Geneva: New noise limits for the airport


GenevaNew noise limits for the airport

New permissible sound thresholds have been set for Cointrin. Not enough for associations of residents who will take legal action.

The airport must make less noise to spare its residents.

20min/Vanessa Lam

New noise limits, quotas for late night flights, new fast runway excursion. This is what the new operating regulations of Geneva airport provide for. The Federal Department of the Environment, Transport, Energy and Communications (DETEC) gave the green light on Friday.

“This is the culmination of a process started in 2013 between the competent federal and cantonal services and the airport operator,” says DETEC. The Canton, for its part, welcomes an “important” step in the implementation of the Sector Plan for Aeronautical Infrastructure (PSIA).

“Strongly dissuasive” taxes

Cointrin’s PSIA sheet thus defines a maximum permissible noise limit, as well as a noise reduction for the 2030 horizon. Night-time noise is particularly targeted. A new binding quota system to reduce late flight take-offs after 10 p.m. is introduced. It provides for “the collection of progressive and highly dissuasive taxes in the event of quotas being exceeded”.

In addition, the federal decision will allow the construction of a new fast runway exit, “necessary for Geneva airport”. It will also have an impact on land use planning, since in the future, construction projects “will formally take into account the spaces covered by the noise limit curves thus instituted”, announces the State.

“Excessive growth”

But, while the authorities congratulate themselves, several associations of local residents believe that the targeted plan is not sufficient. The implementation of the new regulation “would expose 29,000 people to excessive noise pollution in 2030”, denounce the CARPE (Regional coordination for an urban airport respectful of the population and the environment), the ATCR (Cross-border association municipalities bordering the airport) and ARAG (Association of residents of the airport). These estimate that with the new decision, “it is expected no less than 11,000 movements per year after 10 p.m., or 30 flights per night”.

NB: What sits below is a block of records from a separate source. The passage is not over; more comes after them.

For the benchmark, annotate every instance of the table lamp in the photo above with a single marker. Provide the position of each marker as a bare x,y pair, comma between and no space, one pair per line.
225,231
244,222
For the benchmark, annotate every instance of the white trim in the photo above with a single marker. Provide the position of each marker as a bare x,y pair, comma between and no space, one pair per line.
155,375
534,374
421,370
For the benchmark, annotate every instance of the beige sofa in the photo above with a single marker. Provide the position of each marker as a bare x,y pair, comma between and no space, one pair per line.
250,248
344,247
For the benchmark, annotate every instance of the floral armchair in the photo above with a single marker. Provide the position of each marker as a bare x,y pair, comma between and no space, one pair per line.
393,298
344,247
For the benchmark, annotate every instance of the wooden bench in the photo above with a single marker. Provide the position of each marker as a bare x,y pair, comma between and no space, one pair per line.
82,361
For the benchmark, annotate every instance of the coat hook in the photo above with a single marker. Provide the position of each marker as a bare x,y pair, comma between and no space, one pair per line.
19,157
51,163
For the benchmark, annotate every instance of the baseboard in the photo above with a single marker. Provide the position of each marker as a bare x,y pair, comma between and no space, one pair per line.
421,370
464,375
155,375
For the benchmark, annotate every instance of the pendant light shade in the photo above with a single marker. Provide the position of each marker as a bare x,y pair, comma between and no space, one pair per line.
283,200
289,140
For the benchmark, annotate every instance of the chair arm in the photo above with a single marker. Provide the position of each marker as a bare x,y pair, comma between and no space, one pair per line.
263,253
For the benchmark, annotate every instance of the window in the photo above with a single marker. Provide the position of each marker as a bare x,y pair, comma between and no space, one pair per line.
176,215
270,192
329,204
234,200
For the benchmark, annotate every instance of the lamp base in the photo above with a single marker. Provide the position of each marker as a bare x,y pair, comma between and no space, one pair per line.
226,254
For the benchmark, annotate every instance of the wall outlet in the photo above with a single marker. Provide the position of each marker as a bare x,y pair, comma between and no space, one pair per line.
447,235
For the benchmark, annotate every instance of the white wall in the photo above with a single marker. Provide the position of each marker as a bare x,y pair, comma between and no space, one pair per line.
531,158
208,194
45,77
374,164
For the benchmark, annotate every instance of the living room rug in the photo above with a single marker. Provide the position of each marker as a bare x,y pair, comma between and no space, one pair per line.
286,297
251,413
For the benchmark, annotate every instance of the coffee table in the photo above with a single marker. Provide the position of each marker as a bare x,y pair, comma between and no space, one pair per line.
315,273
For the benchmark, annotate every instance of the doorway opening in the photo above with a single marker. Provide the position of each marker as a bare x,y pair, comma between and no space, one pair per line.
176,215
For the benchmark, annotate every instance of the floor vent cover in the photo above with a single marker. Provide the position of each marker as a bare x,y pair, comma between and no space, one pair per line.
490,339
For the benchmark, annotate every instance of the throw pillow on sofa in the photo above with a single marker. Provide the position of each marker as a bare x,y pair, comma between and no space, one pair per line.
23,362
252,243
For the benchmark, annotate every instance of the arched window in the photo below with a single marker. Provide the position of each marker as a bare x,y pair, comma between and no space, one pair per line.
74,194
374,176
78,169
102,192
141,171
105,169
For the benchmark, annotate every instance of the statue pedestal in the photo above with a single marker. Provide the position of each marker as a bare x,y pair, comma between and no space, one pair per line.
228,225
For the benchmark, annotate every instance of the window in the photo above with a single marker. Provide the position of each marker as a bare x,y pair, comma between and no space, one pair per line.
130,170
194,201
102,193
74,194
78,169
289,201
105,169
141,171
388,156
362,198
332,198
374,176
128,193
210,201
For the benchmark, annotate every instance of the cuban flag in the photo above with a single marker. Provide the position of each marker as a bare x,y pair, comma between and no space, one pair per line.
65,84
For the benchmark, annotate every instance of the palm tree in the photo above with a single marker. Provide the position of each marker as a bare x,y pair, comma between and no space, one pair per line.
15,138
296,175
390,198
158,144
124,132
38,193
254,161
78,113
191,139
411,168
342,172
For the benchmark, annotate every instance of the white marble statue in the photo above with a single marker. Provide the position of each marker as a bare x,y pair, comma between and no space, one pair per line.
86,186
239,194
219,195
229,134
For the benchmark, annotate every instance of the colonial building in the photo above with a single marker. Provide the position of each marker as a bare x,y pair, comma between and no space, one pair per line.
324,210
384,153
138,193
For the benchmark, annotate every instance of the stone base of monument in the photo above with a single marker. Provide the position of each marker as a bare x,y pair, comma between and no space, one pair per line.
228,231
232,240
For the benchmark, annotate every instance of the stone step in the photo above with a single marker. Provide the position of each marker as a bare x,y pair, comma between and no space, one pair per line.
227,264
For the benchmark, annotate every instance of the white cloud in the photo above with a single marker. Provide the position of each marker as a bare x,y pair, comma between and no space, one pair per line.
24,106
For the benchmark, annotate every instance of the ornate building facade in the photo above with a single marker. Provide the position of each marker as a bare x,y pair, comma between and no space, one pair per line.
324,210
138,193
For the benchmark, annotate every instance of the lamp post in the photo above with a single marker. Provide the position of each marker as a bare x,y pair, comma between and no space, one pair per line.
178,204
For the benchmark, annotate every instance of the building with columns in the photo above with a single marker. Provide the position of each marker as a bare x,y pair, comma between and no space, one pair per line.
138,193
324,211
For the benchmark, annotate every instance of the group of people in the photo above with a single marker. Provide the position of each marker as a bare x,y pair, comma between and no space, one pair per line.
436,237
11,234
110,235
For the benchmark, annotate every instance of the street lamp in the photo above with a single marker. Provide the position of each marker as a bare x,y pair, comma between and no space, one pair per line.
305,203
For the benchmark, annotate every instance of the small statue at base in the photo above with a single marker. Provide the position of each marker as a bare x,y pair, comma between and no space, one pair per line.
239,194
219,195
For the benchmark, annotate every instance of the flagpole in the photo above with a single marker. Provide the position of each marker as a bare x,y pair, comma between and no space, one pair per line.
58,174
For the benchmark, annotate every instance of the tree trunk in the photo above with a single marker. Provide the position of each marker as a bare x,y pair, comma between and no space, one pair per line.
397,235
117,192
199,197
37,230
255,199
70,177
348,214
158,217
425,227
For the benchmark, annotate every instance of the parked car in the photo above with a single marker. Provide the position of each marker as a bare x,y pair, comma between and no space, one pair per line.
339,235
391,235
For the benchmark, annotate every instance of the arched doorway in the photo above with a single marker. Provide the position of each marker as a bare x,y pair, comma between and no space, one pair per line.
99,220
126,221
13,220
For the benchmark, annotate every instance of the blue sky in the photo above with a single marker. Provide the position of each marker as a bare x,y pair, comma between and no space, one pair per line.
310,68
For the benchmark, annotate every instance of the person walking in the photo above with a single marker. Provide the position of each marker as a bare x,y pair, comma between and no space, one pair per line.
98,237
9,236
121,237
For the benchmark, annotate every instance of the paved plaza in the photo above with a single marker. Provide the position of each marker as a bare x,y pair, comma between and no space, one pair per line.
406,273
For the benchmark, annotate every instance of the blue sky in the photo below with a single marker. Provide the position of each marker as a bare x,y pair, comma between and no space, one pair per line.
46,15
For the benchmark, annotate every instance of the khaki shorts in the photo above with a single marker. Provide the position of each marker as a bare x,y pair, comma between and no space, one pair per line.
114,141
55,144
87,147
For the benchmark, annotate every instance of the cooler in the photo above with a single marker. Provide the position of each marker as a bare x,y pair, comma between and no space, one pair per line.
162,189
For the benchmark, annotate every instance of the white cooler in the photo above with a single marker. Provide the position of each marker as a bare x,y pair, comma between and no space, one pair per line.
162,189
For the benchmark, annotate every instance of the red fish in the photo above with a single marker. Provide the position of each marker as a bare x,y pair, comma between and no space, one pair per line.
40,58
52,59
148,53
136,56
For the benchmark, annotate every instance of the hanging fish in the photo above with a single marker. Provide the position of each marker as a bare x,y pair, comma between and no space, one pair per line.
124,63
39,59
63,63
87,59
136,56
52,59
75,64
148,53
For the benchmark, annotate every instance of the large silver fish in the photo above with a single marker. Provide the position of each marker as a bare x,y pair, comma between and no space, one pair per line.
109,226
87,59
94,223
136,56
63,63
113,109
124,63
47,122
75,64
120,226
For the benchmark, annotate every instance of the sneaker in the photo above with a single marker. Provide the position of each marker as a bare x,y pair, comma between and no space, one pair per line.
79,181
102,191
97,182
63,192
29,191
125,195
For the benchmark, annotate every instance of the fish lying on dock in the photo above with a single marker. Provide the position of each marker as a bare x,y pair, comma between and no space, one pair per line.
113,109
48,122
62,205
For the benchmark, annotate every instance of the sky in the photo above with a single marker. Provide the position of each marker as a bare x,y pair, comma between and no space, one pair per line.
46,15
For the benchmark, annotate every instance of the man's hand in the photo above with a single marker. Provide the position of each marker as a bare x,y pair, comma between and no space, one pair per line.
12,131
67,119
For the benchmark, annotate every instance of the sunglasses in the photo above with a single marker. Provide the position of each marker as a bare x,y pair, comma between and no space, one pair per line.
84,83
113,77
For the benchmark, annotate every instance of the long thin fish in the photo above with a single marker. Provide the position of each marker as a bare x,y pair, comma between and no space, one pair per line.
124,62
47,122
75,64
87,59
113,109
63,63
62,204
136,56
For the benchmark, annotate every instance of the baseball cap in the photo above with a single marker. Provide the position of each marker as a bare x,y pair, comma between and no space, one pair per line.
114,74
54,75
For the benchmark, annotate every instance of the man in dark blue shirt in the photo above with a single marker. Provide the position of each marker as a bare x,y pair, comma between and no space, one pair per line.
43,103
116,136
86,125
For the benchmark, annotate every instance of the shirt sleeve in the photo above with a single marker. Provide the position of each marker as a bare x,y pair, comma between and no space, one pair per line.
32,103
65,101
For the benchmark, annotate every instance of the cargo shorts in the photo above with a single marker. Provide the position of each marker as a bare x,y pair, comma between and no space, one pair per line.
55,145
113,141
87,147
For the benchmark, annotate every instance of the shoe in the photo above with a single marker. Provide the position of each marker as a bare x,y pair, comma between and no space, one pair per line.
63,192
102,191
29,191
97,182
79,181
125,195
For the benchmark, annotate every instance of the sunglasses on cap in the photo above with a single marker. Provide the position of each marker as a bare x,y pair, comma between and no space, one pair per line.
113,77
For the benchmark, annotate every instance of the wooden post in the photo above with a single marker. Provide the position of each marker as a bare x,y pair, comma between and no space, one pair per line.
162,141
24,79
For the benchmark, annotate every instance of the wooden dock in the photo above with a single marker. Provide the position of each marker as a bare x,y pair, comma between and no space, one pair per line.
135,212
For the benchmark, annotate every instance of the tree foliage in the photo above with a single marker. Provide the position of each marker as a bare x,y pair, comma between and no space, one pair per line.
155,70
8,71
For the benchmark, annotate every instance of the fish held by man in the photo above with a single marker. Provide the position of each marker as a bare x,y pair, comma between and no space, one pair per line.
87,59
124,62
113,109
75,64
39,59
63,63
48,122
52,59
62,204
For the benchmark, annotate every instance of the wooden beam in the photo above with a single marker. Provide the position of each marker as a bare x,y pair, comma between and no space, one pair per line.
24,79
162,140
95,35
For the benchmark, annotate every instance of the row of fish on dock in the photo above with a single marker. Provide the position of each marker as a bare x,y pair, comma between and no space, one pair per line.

Citing the example of Zurich airport, the associations plead in particular to prohibit all flights between 11 p.m. and 6 a.m., except for health or diplomatic needs, as well as for a “strict limitation” of operations between 10 p.m. 6 a.m. and 7 a.m. Pointing to a “disproportionate growth of the airport” harmful to health and the environment, they announce that they will seize the Federal Administrative Court to challenge the new operating plan.